Last month it sold production slots for four used Boeing 777-200 aircraft it had planned to buy and convert into freighters after abandoning investments in four 777-300s. The airline said Monday it is trying to sell the 777-200s, one 777 simulator and two Beechcraft aircraft purchased for crew transport. It expects to recover the $85.7 million book value of the aircraft and complete the sale in the first quarter.

Cargojet in 2023 sold three 777-300s already purchased and canceled conversion orders for them. It took a $1.7 million loss on the resale of one 777-300 and a net loss of $1.6 million on the other two after receiving an insurance payment for severe hail damage. It also wrote off nearly $1 million related to construction for a 777 hangar that will no longer be used and sold four GE90 engines for $43.8 million.

Late last year, Cargojet said it would try to sell or lease four newly purchased Boeing 757 aircraft that were modified for dedicated cargo use and slowed plans to convert two used 767-200 aircraft to freighters until demand recovers. In Monday’s briefing with analysts, Chief Financial Officer Scott Calver said Cargojet only intends to offload two 757 jets after finding new work for two others in its existing network. Depreciation on the two surplus 757s are having a material impact on the bottom line until the company designates them for disposal. The other two freighters could also be activated if demand recovers faster than anticipated. Keeping the planes is a strong possibility because the market for used 757s is oversupplied and values are low.

Cargojet recently exercised an option to purchase one Boeing 767-300 coming off a lease. The airline now has a fleet of 41 aircraft — up from 34 at the end of 2022. A fleet table shows Cargojet plans one less unit this year after its lease expires and to stick with 40 freighters through 2026 after indicating three months ago that the fleet could rise to 46 aircraft by the end of 2025. But the fleet strategy is subject to change if revenue opportunities increase.

With two 767-200s and one 767-300 scheduled to be converted over the next three years, the planes could end up replacing older aircraft unless Cargojet experiences a spurt of new business and wants to utilize all available aircraft. 

Cargojet hasn’t permanently abandoned its dreams for 777 freighters, said founder and Executive Chairman Ajay Virmani.
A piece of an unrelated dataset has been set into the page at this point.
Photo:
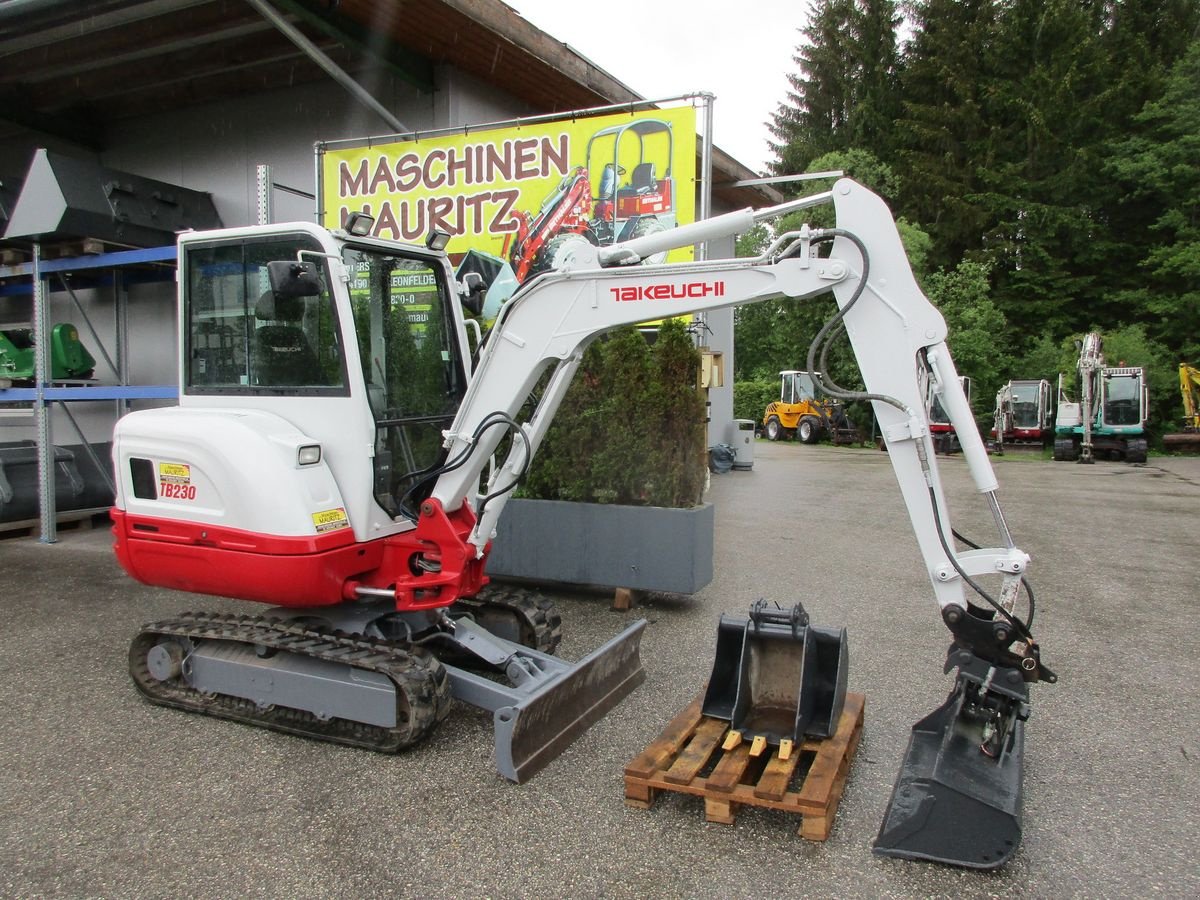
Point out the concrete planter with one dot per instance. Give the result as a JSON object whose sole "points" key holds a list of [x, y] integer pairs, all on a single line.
{"points": [[594, 544]]}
The company still retains four 777-300 conversion slots with Israel Aircraft Industries and is negotiating to defer them between three to four years, when market conditions are more conducive to growth.
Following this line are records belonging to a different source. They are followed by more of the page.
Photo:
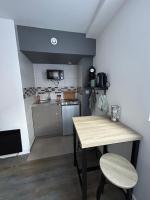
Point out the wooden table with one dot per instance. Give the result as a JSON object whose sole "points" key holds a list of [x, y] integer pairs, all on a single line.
{"points": [[94, 131]]}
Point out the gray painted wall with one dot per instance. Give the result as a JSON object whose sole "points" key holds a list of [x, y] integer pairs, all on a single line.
{"points": [[123, 51], [38, 40]]}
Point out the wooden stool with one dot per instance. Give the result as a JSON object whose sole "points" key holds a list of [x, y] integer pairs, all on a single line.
{"points": [[119, 171]]}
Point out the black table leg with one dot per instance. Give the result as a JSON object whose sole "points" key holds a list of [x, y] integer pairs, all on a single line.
{"points": [[74, 146], [134, 157], [84, 175]]}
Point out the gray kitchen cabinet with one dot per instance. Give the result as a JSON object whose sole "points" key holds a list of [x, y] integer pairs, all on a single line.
{"points": [[47, 119], [35, 43]]}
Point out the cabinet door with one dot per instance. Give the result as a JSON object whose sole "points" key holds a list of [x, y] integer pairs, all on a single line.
{"points": [[45, 120], [67, 113]]}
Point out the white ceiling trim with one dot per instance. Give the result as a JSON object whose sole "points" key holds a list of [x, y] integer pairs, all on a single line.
{"points": [[106, 10]]}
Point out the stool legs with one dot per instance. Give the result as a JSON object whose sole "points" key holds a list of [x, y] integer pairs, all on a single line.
{"points": [[100, 188]]}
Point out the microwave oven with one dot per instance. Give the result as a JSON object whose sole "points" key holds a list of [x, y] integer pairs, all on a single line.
{"points": [[54, 74]]}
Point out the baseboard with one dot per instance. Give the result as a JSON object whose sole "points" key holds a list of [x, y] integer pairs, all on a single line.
{"points": [[14, 154], [133, 197]]}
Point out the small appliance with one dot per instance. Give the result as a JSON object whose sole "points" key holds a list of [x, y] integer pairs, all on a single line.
{"points": [[102, 81], [54, 74]]}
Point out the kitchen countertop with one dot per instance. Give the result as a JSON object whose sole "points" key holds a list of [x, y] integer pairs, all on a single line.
{"points": [[53, 101]]}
“We don’t want to put it into today’s market where the yields are down and competition from widebody passenger aircraft is very, very substantial. So it will not be prudent to put them in. But since we have done a lot of work [developing technical manuals and feasibility studies], we have developed a lot of infrastructure around it, that keeps us at least looking at when the timing is right,” he said.

Adjustment in capital expenditures and other belt tightening helped Cargojet generate $28 million in free cash flow during the fourth quarter. The company doesn’t expect any meaningful capital expenditures for growth in 2024 and 2025 as it focuses on dividend growth, share buybacks and maintaining low debt leverage. A reduction in inventory levels for spare engines also helped to reduce capital spending on maintenance last year.
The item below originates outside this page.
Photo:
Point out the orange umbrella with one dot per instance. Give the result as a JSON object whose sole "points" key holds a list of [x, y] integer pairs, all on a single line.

Cargojet’s total revenue actually fell an additional $24 million when including a one-time, noncash amortization of a stock warrant issued to Amazon. The warrants, issued several years ago, give Amazon the option to own about 15% of its strategic partner once certain commercial milestones are reached. Calver said the adjustment was made because revenue from new ground operations conducted for Amazon-controlled aircraft in Canada, which now amounts to about $29.5 million per year, does not qualify as an approved business line toward the warrant target.